After Speculation, Doctor Confirms RI Firefighter Is Permanently Disabled
Providence Journal via YellowBrix
July 28, 2011
PROVIDENCE — Former firefighter John Sauro remains permanently and totally disabled from doing his job in the Fire Department, an orthopedic surgeon has concluded after a special examination.
But the surgeon recommended additional tests to confirm his finding.
The report by Dr. Anthony DeLuise Jr. was submitted Wednesday to the city Retirement Board, which voted to have the additional tests done.
Sauro was the subject of a WPRI-TV Channel 12 news exposé, in which an undercover video of Sauro’s vigorous physical workouts at a fitness center called into question whether he remains genuinely disabled from his job.
The video prompted Public Safety Commissioner Steven M. Paré to order a criminal investigation of possible fraud related to the legitimacy of Sauro’s accidental-disability pension from the city.

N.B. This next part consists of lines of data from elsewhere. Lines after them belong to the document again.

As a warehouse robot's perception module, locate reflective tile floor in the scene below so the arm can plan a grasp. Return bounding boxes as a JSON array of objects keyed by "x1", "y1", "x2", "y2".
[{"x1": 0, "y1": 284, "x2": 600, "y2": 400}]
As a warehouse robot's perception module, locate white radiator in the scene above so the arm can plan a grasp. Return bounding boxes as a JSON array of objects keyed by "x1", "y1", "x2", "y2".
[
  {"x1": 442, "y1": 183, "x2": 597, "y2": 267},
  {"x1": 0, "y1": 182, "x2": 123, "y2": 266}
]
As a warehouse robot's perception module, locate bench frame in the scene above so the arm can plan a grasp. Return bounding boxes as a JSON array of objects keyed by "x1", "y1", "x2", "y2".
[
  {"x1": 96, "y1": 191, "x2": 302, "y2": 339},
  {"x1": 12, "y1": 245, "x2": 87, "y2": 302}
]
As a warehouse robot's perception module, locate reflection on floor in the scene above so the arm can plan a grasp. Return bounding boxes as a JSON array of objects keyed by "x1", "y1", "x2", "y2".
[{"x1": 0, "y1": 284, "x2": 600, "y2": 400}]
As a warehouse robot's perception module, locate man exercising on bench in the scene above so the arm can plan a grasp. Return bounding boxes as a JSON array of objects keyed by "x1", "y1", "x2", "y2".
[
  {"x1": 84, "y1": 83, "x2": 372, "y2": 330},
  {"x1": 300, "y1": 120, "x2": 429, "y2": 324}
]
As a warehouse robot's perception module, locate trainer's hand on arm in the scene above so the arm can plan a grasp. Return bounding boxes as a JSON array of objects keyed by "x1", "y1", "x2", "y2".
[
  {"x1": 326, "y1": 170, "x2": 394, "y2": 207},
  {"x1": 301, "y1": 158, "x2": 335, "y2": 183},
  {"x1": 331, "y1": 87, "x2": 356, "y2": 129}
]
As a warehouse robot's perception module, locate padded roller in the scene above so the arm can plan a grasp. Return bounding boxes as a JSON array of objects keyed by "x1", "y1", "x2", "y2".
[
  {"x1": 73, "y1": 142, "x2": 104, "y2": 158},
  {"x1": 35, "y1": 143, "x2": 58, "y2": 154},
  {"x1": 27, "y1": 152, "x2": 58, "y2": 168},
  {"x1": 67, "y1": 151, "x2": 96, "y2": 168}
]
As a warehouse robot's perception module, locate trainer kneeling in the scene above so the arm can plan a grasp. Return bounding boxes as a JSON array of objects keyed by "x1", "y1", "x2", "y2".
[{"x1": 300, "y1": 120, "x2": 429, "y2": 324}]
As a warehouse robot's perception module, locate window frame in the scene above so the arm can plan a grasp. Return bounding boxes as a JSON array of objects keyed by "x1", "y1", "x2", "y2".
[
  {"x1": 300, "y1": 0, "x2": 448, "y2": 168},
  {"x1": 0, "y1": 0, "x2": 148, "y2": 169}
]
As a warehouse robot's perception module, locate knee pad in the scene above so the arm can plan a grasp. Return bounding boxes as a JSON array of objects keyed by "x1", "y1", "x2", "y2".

Mayor Angel Taveras said the video evidence was “outrageous” and his administration had the surgeon, who specializes in shoulder ailments, double-check Sauro at city expense.
Sauro, 48, of Cranston, suffered what his lawyer said was a torn rotator cuff in his right shoulder while carrying or helping to carry someone down three flights of stairs. The lawyer, Samuel Lovett, said that was the injury that justifies his disability pension and that the injury still pains Sauro.
The video, which was provided to the city-appointed surgeon, showed Sauro using his arms and shoulders to lift and press against substantial weights during his workout regimen. Lovett said Sauro stopped his workouts after the news report because of the resultant notoriety.
Lovett proclaimed his client “vindicated” although, he acknowledged, the requirement of more tests means “it is not an official, final decision.”
After hastily reading the report, the lawyer said it appears that the surgeon concluded that because Sauro still suffers pain and a lack of mobility in his shoulder, “it would make it very difficult for him in an emergency situation” to render aid to another person. “Under controlled circumstances” such as weight-lifting, Sauro can perform some functions, but he would not be reliable in an uncontrolled circumstance, Lovett said.
However, the doctor reported, Sauro was not disabled for all work and could pursue a sedentary job.
DeLuise apparently based his conclusion on an examination of Sauro, a viewing of the video and an analysis of the medical records that were compiled before Sauro was pensioned off, according to Lovett.
The former firefighter and emergency medical technician collects a monthly pension of $3,789, free of federal and state income tax, and his medical benefits cost the city $1,757 monthly, according to the Taveras administration. The pension was awarded Oct. 25, 2000.
The additional tests include a fresh MRI — DeLuise relied on an MRI taken at the time the pension was awarded — a “functional-capacity examination” and a third, undisclosed, test. A functional-capacity examination is done by a physical therapist and gauges a person’s ability to perform physical tasks, such as lifting.
The board voted after a half-hour closed-door meeting to discuss the report and Sauro’s condition. Because medical information generally is confidential, members would say little or nothing about the case. The report was withheld, so the detailed basis for the conclusion remains secret.
In response to news reporters’ questions, Lovett acknowledged later that Sauro did not have an operation to repair the torn rotator cuff. His client was advised that the tear was so severe that an operation would not restore him to the point that he could resume his job, so Sauro opted against having it, Lovett said.
The lawyer said a new MRI might show that Sauro’s injury is worse than it was when he was given a pension.
If the surgeon had concluded differently, that the injury no longer caused Sauro to be permanently and totally disabled from his job, the city would have been entitled legally to order Sauro to report for retraining and reemployment.
Although Sauro was prepared for that possibility, his return to work would have been problematic, according to Lovett. Since he became disabled, Lovett said, Sauro suffered a torn meniscus — cartilage — in a knee that may require surgery.